The company also posted earnings per share (EPS) of $2.69, beating estimates of $2.55 in EPS and $55.5 billion in revenue. Its net income climbed to an all-time high of $20.1 billion during the quarter (a growth of 20%) alongside a similar growth in the company’s gross sales as well. Its operating income for the period rose by 18% to reach $24.3 billion, while the company’s top line grew by 21% over the past 12 months.
The slowed growth of Microsoft’s Azure service is worrying, given that it makes up a healthy part of the company’s cloud revenue, Microsoft noted in its earnings call. The personal computing division (which includes Windows, Bing and gaming) failed to clock impressive numbers during the period, clocking a drop of 4% to bring in $13.9 billion in revenue. Windows OEM revenue dropped by 12%, while revenue from the company’s Windows Commercial products and cloud services rose by 2%. Revenue from LinkedIn rose by 5%. “We delivered a solid close to the fiscal year driven by Microsoft Cloud quarterly revenue of $30.3 billion, up 21% (up 23% in constant currency) year-over-year,” said Amy Hood, Executive VP and CFO at the company.
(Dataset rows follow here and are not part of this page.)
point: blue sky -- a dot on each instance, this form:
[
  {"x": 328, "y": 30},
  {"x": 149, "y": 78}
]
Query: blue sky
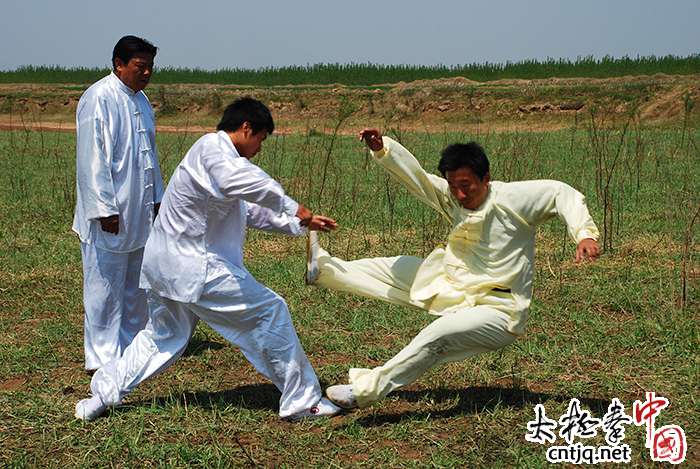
[{"x": 214, "y": 34}]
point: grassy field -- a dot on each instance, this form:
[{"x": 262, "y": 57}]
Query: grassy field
[
  {"x": 372, "y": 74},
  {"x": 617, "y": 328}
]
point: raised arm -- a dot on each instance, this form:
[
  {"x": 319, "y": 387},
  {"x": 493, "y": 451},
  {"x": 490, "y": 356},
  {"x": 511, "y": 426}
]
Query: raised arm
[
  {"x": 403, "y": 166},
  {"x": 538, "y": 201}
]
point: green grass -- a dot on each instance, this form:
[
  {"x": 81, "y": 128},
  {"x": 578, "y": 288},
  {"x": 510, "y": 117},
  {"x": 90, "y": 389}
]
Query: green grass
[
  {"x": 373, "y": 74},
  {"x": 610, "y": 329}
]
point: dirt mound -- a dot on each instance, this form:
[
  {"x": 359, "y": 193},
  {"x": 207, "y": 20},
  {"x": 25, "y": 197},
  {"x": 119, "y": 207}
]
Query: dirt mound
[{"x": 431, "y": 105}]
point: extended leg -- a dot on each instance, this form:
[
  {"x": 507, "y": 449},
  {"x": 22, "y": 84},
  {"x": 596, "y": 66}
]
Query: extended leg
[
  {"x": 154, "y": 349},
  {"x": 451, "y": 337},
  {"x": 135, "y": 311},
  {"x": 104, "y": 275},
  {"x": 383, "y": 278},
  {"x": 257, "y": 320}
]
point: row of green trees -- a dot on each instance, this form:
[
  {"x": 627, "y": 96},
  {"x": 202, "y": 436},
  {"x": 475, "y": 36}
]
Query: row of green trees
[{"x": 367, "y": 74}]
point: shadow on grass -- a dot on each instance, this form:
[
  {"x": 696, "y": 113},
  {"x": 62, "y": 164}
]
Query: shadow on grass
[
  {"x": 475, "y": 400},
  {"x": 250, "y": 396},
  {"x": 197, "y": 347}
]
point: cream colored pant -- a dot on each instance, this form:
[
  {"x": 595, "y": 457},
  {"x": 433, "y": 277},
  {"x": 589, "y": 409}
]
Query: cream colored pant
[{"x": 452, "y": 337}]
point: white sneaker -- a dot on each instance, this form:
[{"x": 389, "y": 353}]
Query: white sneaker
[
  {"x": 89, "y": 409},
  {"x": 324, "y": 408},
  {"x": 342, "y": 395},
  {"x": 312, "y": 270}
]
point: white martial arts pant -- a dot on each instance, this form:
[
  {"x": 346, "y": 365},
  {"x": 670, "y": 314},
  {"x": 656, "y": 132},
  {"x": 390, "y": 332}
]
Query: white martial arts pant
[
  {"x": 115, "y": 306},
  {"x": 453, "y": 336},
  {"x": 245, "y": 313}
]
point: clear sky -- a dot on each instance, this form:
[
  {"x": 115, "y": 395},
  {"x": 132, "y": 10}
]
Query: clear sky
[{"x": 214, "y": 34}]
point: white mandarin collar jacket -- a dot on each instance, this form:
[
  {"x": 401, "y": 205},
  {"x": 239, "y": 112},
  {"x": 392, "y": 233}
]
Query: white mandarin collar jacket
[{"x": 117, "y": 171}]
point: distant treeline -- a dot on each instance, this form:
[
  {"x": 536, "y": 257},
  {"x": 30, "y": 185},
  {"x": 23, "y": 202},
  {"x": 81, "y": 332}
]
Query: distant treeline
[{"x": 373, "y": 74}]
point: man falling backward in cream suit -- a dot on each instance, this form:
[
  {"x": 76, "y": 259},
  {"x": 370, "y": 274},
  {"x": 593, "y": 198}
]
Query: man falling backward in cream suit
[{"x": 480, "y": 284}]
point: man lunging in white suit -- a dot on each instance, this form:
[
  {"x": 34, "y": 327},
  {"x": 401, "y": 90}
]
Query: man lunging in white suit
[{"x": 193, "y": 268}]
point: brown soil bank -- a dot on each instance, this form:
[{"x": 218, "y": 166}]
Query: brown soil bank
[{"x": 429, "y": 105}]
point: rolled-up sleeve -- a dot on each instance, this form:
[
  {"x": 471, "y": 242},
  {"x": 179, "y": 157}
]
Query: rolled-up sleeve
[
  {"x": 405, "y": 168},
  {"x": 538, "y": 201}
]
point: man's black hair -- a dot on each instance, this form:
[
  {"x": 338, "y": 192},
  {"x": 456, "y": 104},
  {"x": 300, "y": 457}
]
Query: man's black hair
[
  {"x": 246, "y": 110},
  {"x": 464, "y": 155},
  {"x": 129, "y": 46}
]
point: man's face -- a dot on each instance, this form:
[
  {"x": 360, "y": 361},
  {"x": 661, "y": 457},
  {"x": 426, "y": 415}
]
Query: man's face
[
  {"x": 250, "y": 143},
  {"x": 137, "y": 73},
  {"x": 467, "y": 188}
]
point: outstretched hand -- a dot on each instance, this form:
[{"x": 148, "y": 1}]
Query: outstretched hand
[
  {"x": 322, "y": 223},
  {"x": 587, "y": 250},
  {"x": 372, "y": 138},
  {"x": 110, "y": 224}
]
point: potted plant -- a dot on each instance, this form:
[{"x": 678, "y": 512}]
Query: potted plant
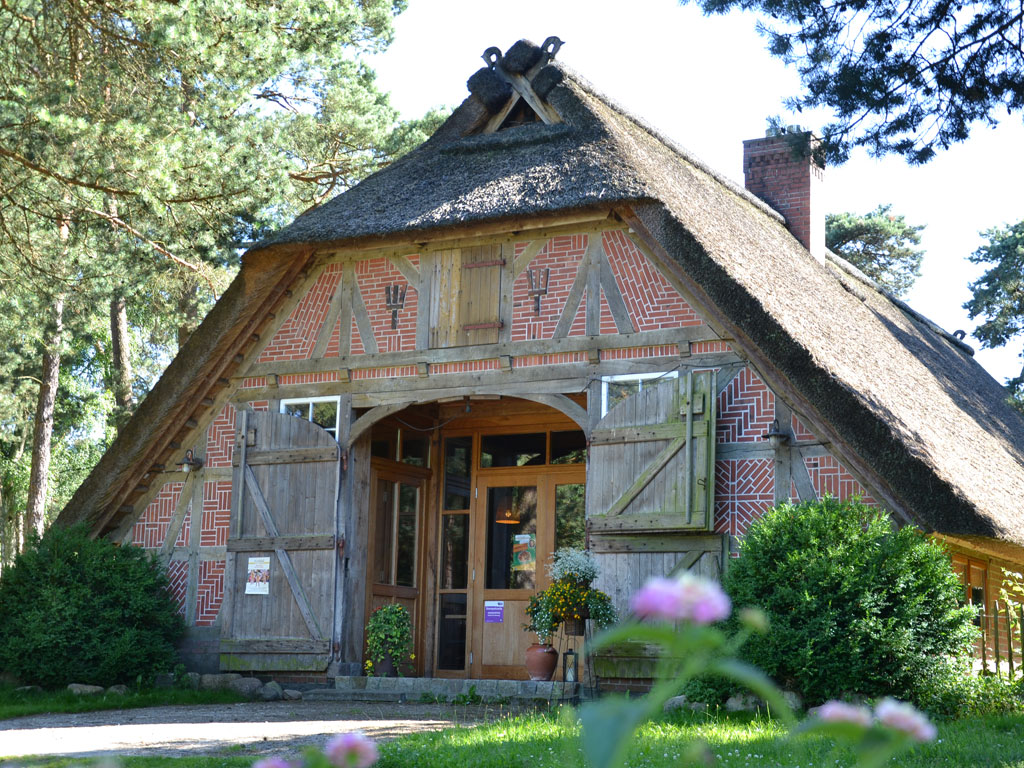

“Organizations are asking not only how – but how fast – they can apply this next generation of AI to address the biggest opportunities and challenges they face – safely and responsibly,” Satya Nadella, chairman and CEO of Microsoft, commented on the matter. “We remain focused on leading the new AI platform shift, helping customers use the Microsoft Cloud to get the most value out of their digital spend, and driving operating leverage.”
Ever since the start of the year, Microsoft positioned itself as a bigshot in the AI sector, pouring billions into AI and OpenAI’s ChatGPT to integrate generative AI into its products. The tech giant’s foray into the AI space witnessed the birth of its own chatbot, a new generative AI “Copilot” tool across its family of apps, and more. AI capabilities are now offered in Microsoft Azure. The company also recently teamed up with Meta to release Llama 2, the open-source large language model which would be free for commercial or developer use.
“Organizations are asking not only how – but how fast – they can apply this next generation of AI to address the biggest opportunities and challenges they face – safely and responsibly,” Nadella announced in an official statement. “We remain focused on leading the new AI platform shift, helping customers use the Microsoft Cloud to get the most value out of their digital spend and driving operating leverage.”